La acostumbrada, por el ejemplo proporcionado por pasadas referencias, facultad del compositor principal de la banda, Chus González, de teñir con episodios biográficos sus creaciones se revela explícita aquí en títulos como “Tocando fondo”, un recorrido que desciende a los suburbios emocionales para tornarse en resurrección a lomos de rasgado boogie rock “stoniano”, o "Desde cero otra vez", impulsado por sus aulladores teclados que reclaman la presencia de Rod Stewart para resetear el cuentakilómetros. Estampas alimentadas de ese caminar trastabillado en el que sus pasos errantes parecen encarnados en la herida guitarra que dicta el ánimo sonámbulo de una "Ruleta Vudú" que rastrea la huella del Tom Petty más introspectivo. Instantánea sombría que sin embargo tiene su némesis en el power pop luminoso, no exento de melancolía, de "Flotando en el espacio", donde el curso inalterable de las manecillas del reloj son el mejor aliento para no eternizar las derrotas.
Puede que consecuencia de la nueva dicción necesaria para el estrenado idioma o simplemente por el lógico mayor entendimiento que generan sus palabras, la interpretación vocal a lo largo del disco asume y asimila a la perfección diversos colores. Desde el fraseo recitativo, inspirado en el Dylan "bluesero", de "Silencio", perfecta recreación de ese momento que incluso somos capaces de cerrar los ojos y aislarnos del ruido producido por el desmoronamiento a nuestro alrededor, al rasgado pero dulce tono que tiñe de un ecosistema sureño la traslación de viejas historias de amor a la pantalla de ordenador en "Tracy" , son exultantes rutas de trazo diverso con los que difundir un mensaje común. Y si de apertura de fronteras se trata, la pieza final, "Polos opuestos", se presenta con una majestuosa ambientación jazzística que se desarrolla como aquel estiloso baile con que Joaquin Phoenix en "Joker" descendía los escalones en lo que no era sino el reflejo de un hombre abatido.
Tomando como punto de partida la simbología asumida por la portada de este disco, Copernicus Dreams logra alzar el vuelo, atravesando tempestuosos océanos, invocando con talento el rock clásico. El trayecto que les ha llevado desde observarse entre ruinas a conquistar el horizonte se sostiene sobre una decena de temas que, fieles a su ya identificativo estilo, entroncan con la tradición americana para ser traducida al distintivo imaginario confeccionado por la banda cántabra.
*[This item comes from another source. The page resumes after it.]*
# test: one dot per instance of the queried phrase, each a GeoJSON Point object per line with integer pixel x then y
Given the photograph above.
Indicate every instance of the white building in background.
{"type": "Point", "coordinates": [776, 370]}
El viaje al que alude este trabajo no tiene principio ni tampoco fin, es un itinerario en constante evolución que inevitablemente cuenta también con etapas hechas de cicatrices y fracturas. Heridas cauterizadas en forma de excelentes composiciones que se sirven de un paisaje en ruinas como cimiento donde edificar una escalera al cielo.